About 2018 ACM A.M. Turing Award

这一部分会首先介绍一下2018年Turing Award的情况, 因为后面讲到的LeNet和AlexNet都会和获奖者有关,所以这里就稍微介绍一下。(Fathers of the Deep Learning Revolution Receive ACM A.M. Turing Award, Bengio, Hinton and LeCun Ushered in Major Breakthroughs in Artificial Intelligence.)

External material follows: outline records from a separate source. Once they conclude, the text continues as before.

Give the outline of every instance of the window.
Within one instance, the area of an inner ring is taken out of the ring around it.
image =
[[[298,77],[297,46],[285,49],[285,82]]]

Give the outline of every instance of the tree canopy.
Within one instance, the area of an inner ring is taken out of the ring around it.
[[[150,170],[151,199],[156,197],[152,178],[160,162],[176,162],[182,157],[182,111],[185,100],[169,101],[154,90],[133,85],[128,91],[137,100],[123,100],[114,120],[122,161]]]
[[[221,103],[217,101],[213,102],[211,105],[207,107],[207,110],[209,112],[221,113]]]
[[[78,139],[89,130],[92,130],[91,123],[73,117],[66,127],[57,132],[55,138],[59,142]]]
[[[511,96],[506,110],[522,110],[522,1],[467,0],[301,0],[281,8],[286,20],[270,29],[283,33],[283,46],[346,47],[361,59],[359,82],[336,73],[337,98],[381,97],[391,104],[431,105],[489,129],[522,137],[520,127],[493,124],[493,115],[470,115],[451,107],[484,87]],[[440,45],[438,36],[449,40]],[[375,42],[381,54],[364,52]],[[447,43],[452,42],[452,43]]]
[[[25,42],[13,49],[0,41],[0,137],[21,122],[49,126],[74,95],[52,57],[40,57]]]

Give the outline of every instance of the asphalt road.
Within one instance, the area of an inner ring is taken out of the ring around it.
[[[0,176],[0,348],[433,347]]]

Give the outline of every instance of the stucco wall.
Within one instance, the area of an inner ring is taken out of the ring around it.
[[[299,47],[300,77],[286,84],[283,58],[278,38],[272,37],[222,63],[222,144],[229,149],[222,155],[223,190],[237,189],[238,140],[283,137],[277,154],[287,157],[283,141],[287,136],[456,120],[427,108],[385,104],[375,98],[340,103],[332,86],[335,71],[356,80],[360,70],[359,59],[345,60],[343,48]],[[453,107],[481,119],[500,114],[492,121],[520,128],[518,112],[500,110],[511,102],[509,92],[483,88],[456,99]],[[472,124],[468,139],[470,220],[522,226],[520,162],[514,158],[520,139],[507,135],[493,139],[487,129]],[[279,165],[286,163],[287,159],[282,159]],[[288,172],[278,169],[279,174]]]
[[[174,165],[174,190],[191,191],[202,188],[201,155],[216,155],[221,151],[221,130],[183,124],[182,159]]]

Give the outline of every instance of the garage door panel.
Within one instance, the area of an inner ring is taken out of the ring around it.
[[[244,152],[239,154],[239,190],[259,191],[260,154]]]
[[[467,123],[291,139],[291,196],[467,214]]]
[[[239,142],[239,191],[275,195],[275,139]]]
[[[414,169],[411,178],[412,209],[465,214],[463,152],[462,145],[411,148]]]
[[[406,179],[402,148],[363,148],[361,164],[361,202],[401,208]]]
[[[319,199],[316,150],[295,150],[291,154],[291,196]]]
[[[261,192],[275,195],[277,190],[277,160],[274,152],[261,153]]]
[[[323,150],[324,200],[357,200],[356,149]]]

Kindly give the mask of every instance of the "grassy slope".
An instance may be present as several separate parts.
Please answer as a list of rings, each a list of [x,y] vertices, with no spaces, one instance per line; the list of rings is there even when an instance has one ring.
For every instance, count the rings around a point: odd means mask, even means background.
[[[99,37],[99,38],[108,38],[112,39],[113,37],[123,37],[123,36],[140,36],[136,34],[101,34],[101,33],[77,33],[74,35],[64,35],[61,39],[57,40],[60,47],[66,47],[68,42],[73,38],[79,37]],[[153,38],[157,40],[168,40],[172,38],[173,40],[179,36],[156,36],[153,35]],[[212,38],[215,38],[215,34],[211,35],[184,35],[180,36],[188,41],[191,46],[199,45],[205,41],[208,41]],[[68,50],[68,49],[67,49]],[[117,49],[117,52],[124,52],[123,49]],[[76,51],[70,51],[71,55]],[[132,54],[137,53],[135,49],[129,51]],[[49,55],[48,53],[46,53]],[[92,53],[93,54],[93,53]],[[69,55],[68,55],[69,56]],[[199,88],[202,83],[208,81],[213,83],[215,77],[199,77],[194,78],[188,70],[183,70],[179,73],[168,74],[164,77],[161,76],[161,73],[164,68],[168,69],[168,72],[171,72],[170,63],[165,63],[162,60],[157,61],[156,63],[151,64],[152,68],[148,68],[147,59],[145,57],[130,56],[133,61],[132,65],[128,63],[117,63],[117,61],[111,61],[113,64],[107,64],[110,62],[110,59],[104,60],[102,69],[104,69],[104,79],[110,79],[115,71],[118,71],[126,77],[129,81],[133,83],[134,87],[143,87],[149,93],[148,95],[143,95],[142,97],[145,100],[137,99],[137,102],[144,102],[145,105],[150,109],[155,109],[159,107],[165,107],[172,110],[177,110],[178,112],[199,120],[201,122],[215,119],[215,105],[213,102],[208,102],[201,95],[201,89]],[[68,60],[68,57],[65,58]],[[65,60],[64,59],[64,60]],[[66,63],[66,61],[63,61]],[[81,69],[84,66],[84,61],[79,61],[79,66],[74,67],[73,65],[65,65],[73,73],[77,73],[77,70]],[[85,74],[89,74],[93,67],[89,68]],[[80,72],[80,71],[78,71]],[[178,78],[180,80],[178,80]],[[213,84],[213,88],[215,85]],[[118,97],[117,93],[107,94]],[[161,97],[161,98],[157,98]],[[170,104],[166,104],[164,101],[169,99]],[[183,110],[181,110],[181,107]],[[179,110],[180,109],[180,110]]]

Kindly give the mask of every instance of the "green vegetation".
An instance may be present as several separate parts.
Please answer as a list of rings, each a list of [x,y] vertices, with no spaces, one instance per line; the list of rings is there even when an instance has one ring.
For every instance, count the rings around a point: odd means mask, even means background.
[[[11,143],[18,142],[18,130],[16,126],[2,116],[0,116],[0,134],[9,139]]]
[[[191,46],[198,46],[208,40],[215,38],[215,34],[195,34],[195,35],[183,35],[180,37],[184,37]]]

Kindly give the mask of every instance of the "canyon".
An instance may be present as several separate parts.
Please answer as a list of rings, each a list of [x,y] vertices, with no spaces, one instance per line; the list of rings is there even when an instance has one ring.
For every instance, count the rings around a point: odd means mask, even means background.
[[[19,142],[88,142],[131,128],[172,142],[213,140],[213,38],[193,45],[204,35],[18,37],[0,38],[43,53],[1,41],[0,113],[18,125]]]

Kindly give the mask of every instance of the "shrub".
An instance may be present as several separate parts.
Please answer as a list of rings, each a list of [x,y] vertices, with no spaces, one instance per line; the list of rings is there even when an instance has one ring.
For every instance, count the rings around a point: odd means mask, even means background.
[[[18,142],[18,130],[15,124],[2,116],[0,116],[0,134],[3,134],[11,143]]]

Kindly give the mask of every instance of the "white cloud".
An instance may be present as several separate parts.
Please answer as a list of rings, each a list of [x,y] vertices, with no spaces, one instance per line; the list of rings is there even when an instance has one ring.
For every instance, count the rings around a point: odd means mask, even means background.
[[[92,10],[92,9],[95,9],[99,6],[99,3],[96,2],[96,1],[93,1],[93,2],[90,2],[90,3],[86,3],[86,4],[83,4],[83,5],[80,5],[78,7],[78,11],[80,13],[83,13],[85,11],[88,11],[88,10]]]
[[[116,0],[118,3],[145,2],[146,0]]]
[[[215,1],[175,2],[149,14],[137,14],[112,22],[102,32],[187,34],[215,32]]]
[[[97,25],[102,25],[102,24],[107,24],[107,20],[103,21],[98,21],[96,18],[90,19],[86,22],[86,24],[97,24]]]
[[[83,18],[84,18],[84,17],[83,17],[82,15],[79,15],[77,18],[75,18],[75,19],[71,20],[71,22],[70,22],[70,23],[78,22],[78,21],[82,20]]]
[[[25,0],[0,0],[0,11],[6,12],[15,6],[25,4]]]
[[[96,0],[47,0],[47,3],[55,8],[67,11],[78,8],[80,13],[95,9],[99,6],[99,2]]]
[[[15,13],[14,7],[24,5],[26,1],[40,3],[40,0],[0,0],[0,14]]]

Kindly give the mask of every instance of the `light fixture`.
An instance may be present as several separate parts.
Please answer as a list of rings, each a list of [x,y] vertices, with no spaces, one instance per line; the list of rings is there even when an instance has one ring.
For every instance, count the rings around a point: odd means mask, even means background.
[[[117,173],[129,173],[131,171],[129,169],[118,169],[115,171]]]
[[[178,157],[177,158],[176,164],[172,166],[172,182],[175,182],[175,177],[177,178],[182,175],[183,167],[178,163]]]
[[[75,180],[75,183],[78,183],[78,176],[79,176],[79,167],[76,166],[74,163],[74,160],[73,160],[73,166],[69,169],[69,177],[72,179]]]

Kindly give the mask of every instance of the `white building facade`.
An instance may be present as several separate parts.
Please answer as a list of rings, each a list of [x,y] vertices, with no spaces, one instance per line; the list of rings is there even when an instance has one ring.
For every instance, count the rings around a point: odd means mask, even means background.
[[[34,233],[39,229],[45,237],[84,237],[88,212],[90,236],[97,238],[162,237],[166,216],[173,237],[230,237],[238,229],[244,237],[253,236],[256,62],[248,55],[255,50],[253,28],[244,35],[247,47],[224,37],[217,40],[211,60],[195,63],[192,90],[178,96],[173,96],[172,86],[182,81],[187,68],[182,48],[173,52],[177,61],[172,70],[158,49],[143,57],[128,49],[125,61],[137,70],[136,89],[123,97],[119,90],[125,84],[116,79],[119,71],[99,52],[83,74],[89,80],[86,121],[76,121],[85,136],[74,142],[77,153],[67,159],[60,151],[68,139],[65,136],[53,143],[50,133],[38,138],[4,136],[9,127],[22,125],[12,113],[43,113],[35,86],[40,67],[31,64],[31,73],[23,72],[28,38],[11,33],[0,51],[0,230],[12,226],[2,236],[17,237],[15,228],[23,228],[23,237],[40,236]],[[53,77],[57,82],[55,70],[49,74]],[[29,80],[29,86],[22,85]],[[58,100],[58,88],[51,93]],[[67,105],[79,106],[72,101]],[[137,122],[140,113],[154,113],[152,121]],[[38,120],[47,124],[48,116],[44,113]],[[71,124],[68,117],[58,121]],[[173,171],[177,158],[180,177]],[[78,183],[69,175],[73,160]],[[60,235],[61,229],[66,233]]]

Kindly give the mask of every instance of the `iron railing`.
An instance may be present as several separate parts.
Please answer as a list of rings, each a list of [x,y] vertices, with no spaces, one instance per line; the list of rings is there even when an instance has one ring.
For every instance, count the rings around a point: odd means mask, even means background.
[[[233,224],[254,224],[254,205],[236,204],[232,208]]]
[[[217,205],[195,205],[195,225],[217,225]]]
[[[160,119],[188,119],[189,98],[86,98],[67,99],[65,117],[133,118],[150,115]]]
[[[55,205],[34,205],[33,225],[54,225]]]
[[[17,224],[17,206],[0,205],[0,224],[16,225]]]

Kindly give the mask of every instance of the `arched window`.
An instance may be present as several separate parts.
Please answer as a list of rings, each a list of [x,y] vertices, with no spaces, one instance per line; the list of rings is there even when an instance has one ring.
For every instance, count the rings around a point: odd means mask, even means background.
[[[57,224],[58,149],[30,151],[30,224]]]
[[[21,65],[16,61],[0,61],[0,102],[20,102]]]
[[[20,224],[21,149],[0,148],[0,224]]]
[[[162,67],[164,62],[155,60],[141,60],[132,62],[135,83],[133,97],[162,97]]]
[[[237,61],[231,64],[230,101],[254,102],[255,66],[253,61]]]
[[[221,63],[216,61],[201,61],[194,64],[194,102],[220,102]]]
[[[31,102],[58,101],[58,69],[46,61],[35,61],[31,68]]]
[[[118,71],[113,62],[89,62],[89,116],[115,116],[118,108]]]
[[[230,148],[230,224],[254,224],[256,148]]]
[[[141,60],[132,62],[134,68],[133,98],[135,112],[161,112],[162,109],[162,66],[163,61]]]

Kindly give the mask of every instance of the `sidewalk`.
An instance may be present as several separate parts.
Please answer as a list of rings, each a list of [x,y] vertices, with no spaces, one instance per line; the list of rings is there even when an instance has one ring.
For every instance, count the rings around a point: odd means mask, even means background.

Development of Convolutional Neural Network(CNN的发展简介)

Geoffrey Hinton

  • Backpropagation: In a 1986 paper, “Learning Internal Representations by Error Propagation”
  • Boltzmann Machines: In 1983, with Terrence Sejnowski, Hinton invented Boltzmann Machines
  • Improvements to convolutional neural networks: In 2012, with his students, Alex Krizhevsky and Ilya Sutskever, Hinton improved convolutional neural networks using rectified linear neurons and dropout regularization. In the prominent ImageNet competition, Hinton and his students almost halved the error rate for object recognition and reshaped the computer vision field. (AlexNet)

Yann LeCun

  • Convolutional neural networks : In the 1980s, LeCun developed convolutional neural networks
  • Convolutional neural networks : In the late 1980s, while working at the University of Toronto and Bell Labs, LeCun was the first to train a convolutional neural network system on images of handwritten digits.
  • Improving backpropagation algorithms: LeCun proposed an early version of the backpropagation algorithm (backprop), and gave a clean derivation of it based on variational principles.
  • Broadening the vision of neural networks: LeCun is also credited with developing a broader vision for neural networks as a computational model for a wide range of tasks, introducing in early work a number of concepts now fundamental in AI.

Yoshua Bengio

  • Probabilistic models of sequences: In the 1990s, Bengio combined neural networks with probabilistic models of sequences, such as hidden Markov models.
  • High-dimensional word embeddings and attention: In 2000, Bengio authored the landmark paper, “A Neural Probabilistic Language Model,” that introduced high-dimension word embeddings as a representation of word meaning.
  • Generative adversarial networks: Since 2010, Bengio’s papers on generative deep learning, in particular the Generative Adversarial Networks (GANs) developed with Ian Goodfellow, have spawned a revolution in computer vision and computer graphics.

LeNet

LeNet是Yann LeCun在1998年的论文中所提出的, 他是一个经典的CNN的结构,由卷积层,池化层和全连接层构成。(一些具体的评价看下面英文的部分)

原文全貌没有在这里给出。